The number of compute units in a gpu is almost always more than in a cpu. For example, $50 can get you a video card with 10 compute units (Radeon 6450). The cheapest 8-core cpus on newegg are going for $189 (desktop cpu) and $269 (server).
The compute units of a cpu will run faster due to clock speed, and execute branching code much better than a gpu. You want a cpu if your workload has a lot of conditional statements.
A gpu will execute the same instructions on many pieces of data. The 6450 gpu has 16 'stream processors' per compute unit to make this happen. Gpus are great when you have to do the same (small/medium) tasks many times. Matrix multiplication, n-boy computations, reduction operations, and some sorting algorithms run much better on gpu/accelerator hardware than on a cpu.
I answered a similar question with more detail a few weeks ago. (This one)
Getting back to your question about the "same level of parallelism" -- cpus don't have the same level of parallelism as gpus, except in cases where the gpu under performs on the execution of the actual kernel.
On your i5 system, there would be only one cpu device.

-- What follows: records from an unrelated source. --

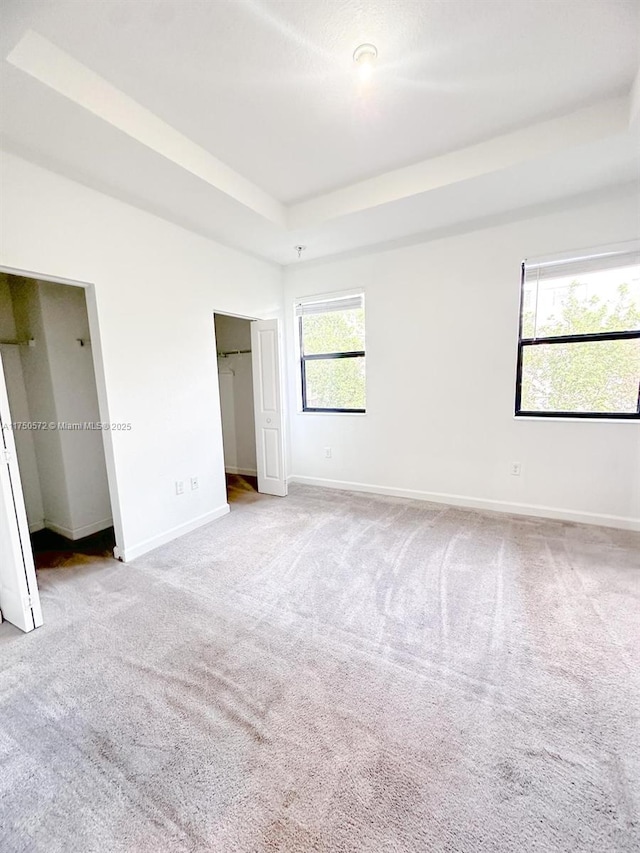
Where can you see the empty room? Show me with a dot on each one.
(320, 426)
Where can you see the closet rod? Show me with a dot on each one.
(14, 343)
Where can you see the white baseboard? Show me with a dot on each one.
(535, 510)
(128, 554)
(78, 532)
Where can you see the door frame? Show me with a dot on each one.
(282, 379)
(101, 387)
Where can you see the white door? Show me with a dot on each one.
(19, 598)
(267, 395)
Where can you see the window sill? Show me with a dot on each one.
(574, 420)
(333, 414)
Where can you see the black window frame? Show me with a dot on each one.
(320, 357)
(565, 339)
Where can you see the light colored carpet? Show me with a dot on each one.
(331, 672)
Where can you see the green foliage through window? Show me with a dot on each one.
(583, 373)
(332, 353)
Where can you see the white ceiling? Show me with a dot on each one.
(250, 125)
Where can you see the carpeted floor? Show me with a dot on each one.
(329, 673)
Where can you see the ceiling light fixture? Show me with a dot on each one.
(365, 56)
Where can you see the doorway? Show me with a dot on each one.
(235, 381)
(251, 405)
(47, 355)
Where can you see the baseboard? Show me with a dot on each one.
(619, 521)
(78, 532)
(128, 554)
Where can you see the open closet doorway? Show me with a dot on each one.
(53, 414)
(250, 384)
(235, 379)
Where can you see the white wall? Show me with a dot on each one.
(236, 394)
(441, 330)
(19, 406)
(156, 289)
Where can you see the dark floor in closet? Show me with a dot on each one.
(51, 549)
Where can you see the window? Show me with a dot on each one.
(579, 342)
(332, 357)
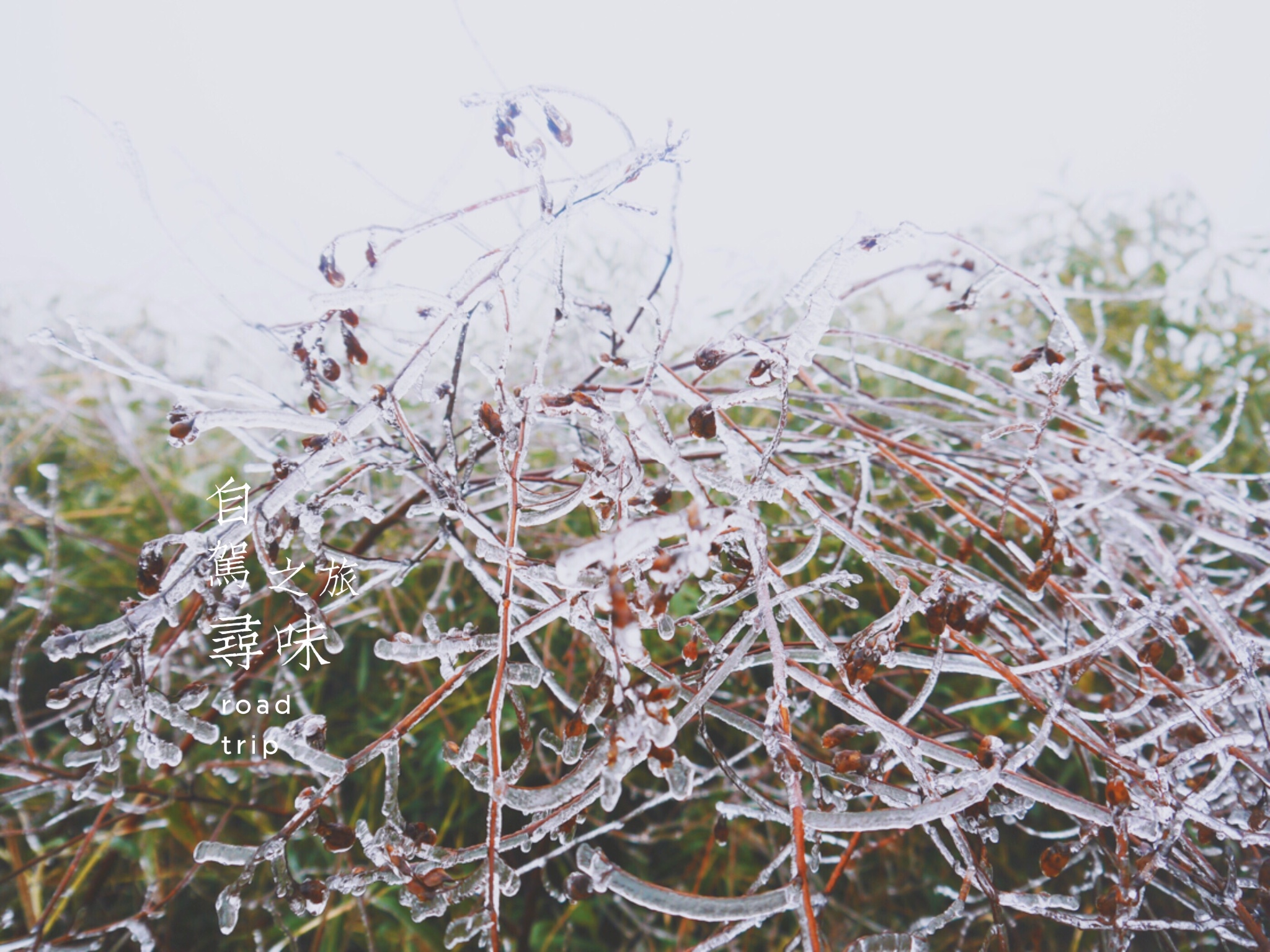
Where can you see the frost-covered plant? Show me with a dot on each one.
(920, 553)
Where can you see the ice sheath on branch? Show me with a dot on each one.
(981, 519)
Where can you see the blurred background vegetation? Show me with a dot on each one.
(121, 485)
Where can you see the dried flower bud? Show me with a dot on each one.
(353, 348)
(578, 886)
(1108, 903)
(936, 616)
(558, 126)
(1152, 651)
(419, 834)
(1038, 576)
(313, 891)
(150, 569)
(1117, 794)
(850, 762)
(491, 420)
(722, 831)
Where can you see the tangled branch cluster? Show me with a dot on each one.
(748, 547)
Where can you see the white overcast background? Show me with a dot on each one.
(260, 130)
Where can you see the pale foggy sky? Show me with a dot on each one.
(262, 130)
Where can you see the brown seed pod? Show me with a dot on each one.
(701, 421)
(1117, 794)
(333, 276)
(722, 831)
(491, 420)
(664, 756)
(1053, 861)
(1152, 651)
(353, 348)
(1038, 576)
(1108, 903)
(850, 762)
(709, 357)
(838, 735)
(558, 126)
(574, 726)
(150, 569)
(338, 838)
(986, 756)
(578, 886)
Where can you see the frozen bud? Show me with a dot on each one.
(491, 420)
(353, 347)
(339, 838)
(313, 891)
(1117, 794)
(701, 421)
(1028, 359)
(936, 616)
(558, 126)
(333, 276)
(722, 831)
(988, 752)
(1053, 861)
(838, 735)
(1152, 651)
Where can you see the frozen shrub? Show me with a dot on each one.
(933, 575)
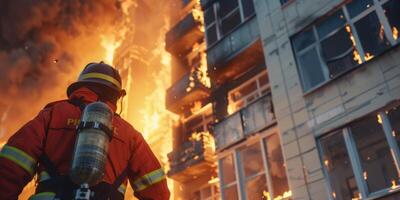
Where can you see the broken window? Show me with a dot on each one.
(248, 8)
(392, 12)
(253, 171)
(256, 162)
(377, 164)
(355, 33)
(276, 167)
(223, 16)
(372, 35)
(362, 160)
(228, 178)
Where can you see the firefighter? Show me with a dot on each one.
(45, 145)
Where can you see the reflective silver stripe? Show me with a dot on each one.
(148, 180)
(44, 176)
(43, 196)
(19, 157)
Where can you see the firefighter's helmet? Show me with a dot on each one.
(100, 74)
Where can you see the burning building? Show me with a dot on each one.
(334, 70)
(233, 108)
(302, 104)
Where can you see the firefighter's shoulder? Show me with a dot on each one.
(52, 104)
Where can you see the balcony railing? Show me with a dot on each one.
(193, 158)
(183, 35)
(247, 121)
(236, 52)
(184, 92)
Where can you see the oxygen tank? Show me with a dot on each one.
(91, 145)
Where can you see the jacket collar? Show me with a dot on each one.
(88, 96)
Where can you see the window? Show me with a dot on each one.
(223, 16)
(255, 163)
(365, 29)
(248, 92)
(207, 192)
(362, 160)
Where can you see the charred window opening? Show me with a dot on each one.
(223, 16)
(260, 169)
(372, 35)
(355, 33)
(362, 160)
(392, 12)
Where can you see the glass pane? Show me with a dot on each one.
(251, 160)
(338, 167)
(231, 22)
(231, 193)
(357, 6)
(211, 34)
(391, 10)
(228, 170)
(338, 55)
(372, 35)
(227, 6)
(331, 23)
(248, 8)
(311, 69)
(303, 39)
(394, 118)
(256, 188)
(244, 91)
(276, 165)
(209, 16)
(376, 159)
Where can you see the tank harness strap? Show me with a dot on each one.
(77, 102)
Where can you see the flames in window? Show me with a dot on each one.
(356, 54)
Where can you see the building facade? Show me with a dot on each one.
(302, 102)
(335, 81)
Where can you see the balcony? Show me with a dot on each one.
(235, 53)
(194, 159)
(184, 92)
(183, 35)
(249, 120)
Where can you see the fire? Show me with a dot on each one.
(394, 185)
(395, 33)
(356, 55)
(110, 44)
(198, 14)
(368, 56)
(286, 195)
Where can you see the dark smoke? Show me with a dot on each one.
(43, 46)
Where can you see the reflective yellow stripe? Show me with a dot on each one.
(148, 180)
(44, 176)
(19, 157)
(122, 188)
(100, 76)
(43, 196)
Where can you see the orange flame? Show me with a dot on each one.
(356, 55)
(395, 33)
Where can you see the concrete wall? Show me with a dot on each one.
(303, 117)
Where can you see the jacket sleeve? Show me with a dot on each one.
(18, 158)
(145, 173)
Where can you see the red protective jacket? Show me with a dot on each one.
(127, 149)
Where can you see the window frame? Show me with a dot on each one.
(258, 93)
(215, 6)
(376, 8)
(241, 179)
(355, 161)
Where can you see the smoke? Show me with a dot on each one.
(43, 46)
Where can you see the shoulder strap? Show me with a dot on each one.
(120, 179)
(77, 102)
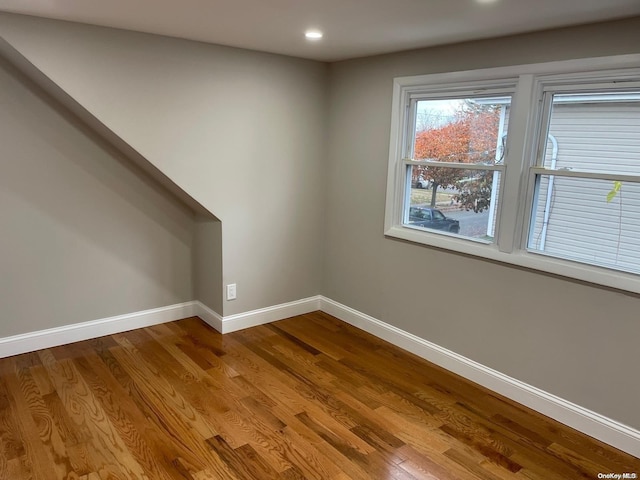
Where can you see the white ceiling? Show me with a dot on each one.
(352, 28)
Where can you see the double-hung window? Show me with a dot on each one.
(537, 165)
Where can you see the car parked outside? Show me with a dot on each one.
(428, 217)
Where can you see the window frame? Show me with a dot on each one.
(528, 109)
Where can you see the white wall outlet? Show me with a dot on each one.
(231, 291)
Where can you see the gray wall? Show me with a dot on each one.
(574, 340)
(84, 235)
(242, 132)
(246, 133)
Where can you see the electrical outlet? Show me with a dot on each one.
(231, 291)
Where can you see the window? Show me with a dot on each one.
(537, 165)
(454, 159)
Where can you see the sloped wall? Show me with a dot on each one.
(84, 235)
(242, 132)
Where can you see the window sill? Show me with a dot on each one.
(537, 261)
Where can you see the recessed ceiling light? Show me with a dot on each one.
(313, 34)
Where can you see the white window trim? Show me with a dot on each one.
(515, 206)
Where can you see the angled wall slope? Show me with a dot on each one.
(241, 132)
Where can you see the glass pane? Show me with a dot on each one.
(598, 132)
(453, 200)
(467, 130)
(590, 221)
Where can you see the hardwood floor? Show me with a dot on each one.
(307, 397)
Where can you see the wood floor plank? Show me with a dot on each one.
(308, 397)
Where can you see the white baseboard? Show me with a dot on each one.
(598, 426)
(52, 337)
(232, 323)
(591, 423)
(208, 316)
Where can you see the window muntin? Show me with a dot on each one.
(468, 135)
(518, 179)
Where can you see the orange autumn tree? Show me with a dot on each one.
(471, 137)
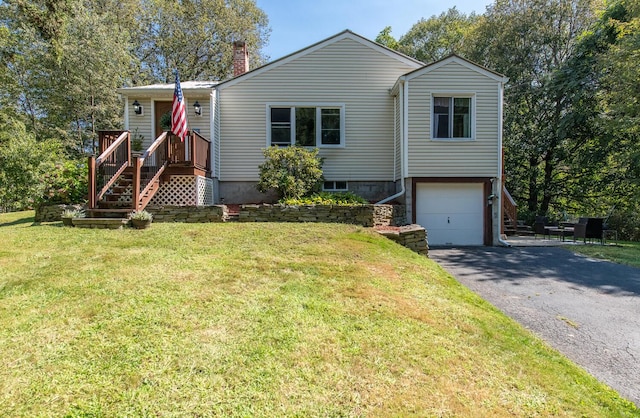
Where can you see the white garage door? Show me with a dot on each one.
(452, 213)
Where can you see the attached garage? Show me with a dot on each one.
(452, 213)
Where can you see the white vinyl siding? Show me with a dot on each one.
(346, 72)
(435, 157)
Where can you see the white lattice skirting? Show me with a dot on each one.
(185, 191)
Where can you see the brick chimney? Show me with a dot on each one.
(240, 58)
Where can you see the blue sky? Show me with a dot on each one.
(296, 24)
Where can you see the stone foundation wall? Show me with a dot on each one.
(413, 237)
(365, 215)
(53, 213)
(189, 214)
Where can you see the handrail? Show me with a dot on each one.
(154, 161)
(106, 168)
(112, 147)
(200, 151)
(155, 145)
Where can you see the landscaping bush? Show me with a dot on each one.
(66, 183)
(627, 224)
(293, 172)
(327, 198)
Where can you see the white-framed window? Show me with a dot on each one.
(335, 186)
(306, 125)
(453, 116)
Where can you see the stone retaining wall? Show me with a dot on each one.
(53, 213)
(413, 237)
(189, 214)
(365, 215)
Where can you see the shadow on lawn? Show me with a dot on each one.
(516, 265)
(27, 220)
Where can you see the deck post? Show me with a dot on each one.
(192, 148)
(136, 183)
(92, 182)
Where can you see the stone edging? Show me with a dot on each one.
(389, 216)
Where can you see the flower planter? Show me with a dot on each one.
(140, 223)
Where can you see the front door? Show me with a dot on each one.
(162, 108)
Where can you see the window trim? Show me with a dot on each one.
(452, 94)
(335, 188)
(318, 107)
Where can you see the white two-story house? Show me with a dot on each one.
(389, 128)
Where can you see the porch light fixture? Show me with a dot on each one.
(137, 108)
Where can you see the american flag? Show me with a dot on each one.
(178, 113)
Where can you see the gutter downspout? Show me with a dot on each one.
(500, 185)
(402, 138)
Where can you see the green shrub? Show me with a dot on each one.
(627, 224)
(66, 183)
(293, 172)
(327, 198)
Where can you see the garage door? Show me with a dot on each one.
(452, 213)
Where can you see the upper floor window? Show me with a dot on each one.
(307, 126)
(452, 117)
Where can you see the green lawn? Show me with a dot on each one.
(623, 252)
(261, 320)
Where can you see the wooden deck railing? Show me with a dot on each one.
(510, 208)
(148, 168)
(195, 151)
(115, 147)
(192, 156)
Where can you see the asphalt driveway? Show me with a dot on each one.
(587, 309)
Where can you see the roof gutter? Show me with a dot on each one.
(403, 97)
(499, 186)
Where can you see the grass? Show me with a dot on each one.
(261, 320)
(624, 252)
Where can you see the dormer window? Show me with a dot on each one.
(452, 117)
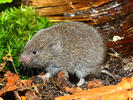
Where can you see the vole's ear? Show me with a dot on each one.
(56, 45)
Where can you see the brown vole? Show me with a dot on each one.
(73, 46)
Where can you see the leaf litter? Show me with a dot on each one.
(101, 87)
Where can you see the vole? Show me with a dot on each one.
(73, 46)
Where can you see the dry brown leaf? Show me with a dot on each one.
(121, 91)
(94, 84)
(23, 98)
(73, 90)
(14, 83)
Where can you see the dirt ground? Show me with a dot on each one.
(38, 89)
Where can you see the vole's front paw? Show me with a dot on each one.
(45, 77)
(81, 81)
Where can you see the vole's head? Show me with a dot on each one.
(41, 49)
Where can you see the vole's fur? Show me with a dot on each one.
(73, 46)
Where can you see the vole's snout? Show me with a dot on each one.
(25, 59)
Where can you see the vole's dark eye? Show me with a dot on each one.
(34, 52)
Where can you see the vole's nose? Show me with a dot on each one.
(24, 59)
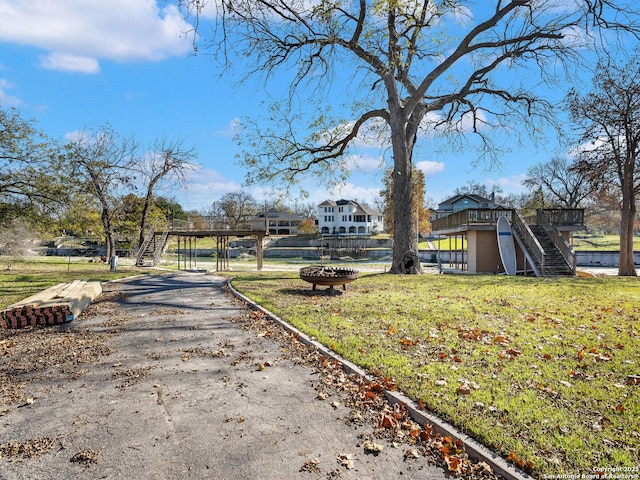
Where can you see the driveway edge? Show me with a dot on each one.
(474, 449)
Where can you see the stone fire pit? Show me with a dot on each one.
(330, 276)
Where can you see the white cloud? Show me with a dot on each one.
(512, 184)
(206, 185)
(75, 31)
(7, 100)
(230, 130)
(69, 63)
(430, 168)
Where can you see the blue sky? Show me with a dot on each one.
(75, 64)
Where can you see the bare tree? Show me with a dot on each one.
(31, 170)
(102, 162)
(165, 165)
(561, 185)
(609, 116)
(409, 61)
(236, 208)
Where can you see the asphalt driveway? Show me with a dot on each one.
(161, 378)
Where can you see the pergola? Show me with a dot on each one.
(188, 239)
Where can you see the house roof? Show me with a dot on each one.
(362, 209)
(457, 198)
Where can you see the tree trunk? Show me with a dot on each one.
(143, 219)
(108, 234)
(405, 233)
(627, 267)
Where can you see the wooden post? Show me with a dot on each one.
(259, 252)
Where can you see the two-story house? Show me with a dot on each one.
(462, 202)
(348, 217)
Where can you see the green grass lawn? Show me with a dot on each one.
(31, 276)
(545, 372)
(601, 242)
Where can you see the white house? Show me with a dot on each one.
(349, 218)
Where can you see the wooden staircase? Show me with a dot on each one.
(150, 252)
(555, 265)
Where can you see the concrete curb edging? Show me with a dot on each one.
(473, 448)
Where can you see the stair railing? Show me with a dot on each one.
(558, 239)
(160, 246)
(143, 247)
(530, 241)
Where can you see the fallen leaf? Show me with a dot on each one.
(388, 422)
(464, 389)
(373, 447)
(346, 460)
(411, 453)
(454, 464)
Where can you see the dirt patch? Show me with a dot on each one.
(31, 448)
(31, 352)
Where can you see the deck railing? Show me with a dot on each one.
(560, 217)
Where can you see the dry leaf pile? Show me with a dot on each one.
(387, 424)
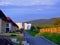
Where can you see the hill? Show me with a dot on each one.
(41, 22)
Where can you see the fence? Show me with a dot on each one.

This represents the entire cpu. When you query for the number of compute units, opencl will return the number of cores you have. If you want to use all cores, you just run the kernel on your device, and opencl will use all of the compute units (cores) for you.
Short answer: yes, it will run in parallel and no, no need to do it manually.
Long answer:
Also, if I used a single command queue for this device, would the application automatically assign the kernels to different compute devices [...]
Either you need to revise your OpenCL vocabulary or I didn't understand your question. You only have one device and core != device!
One CPU, regardless of how many cores it has, is one device. The same goes for a GPU: one GPU, which has hundreds of cores, is only one device. You send jobs to the device through the queue and the device's driver. Your jobs can (and will) be split up into work-items. Then, some (how many depends on the device/driver) work-items are executed in parallel. On the GPU aswell as on the CPU, one work-item is executed by one kernel. (This might not be completely true but it is a very helpful abstraction.)
If you enqueue several kernels in one queue (without connecting them through a wait event!), the driver may or may not run them in parallel.
It is the very goal of OpenCL to allow you to compute work-items in parallel regardless of whether it is using several devices' cores in parallel or only a single devices cores.
If this confuses you, watch these really good (and long) videos: http://macresearch.org/opencl
How are you determining the OPENCL device count? I have an Intel I3 laptop that gives me 2 OpenCL compute units? It has 2 cores.
According to Intels spec an I5-2300 has 4 cores and supports 4 threads. It isn't hyper-threaded. I would expect a OpenCL call to the query the # devices to give you a count of 4.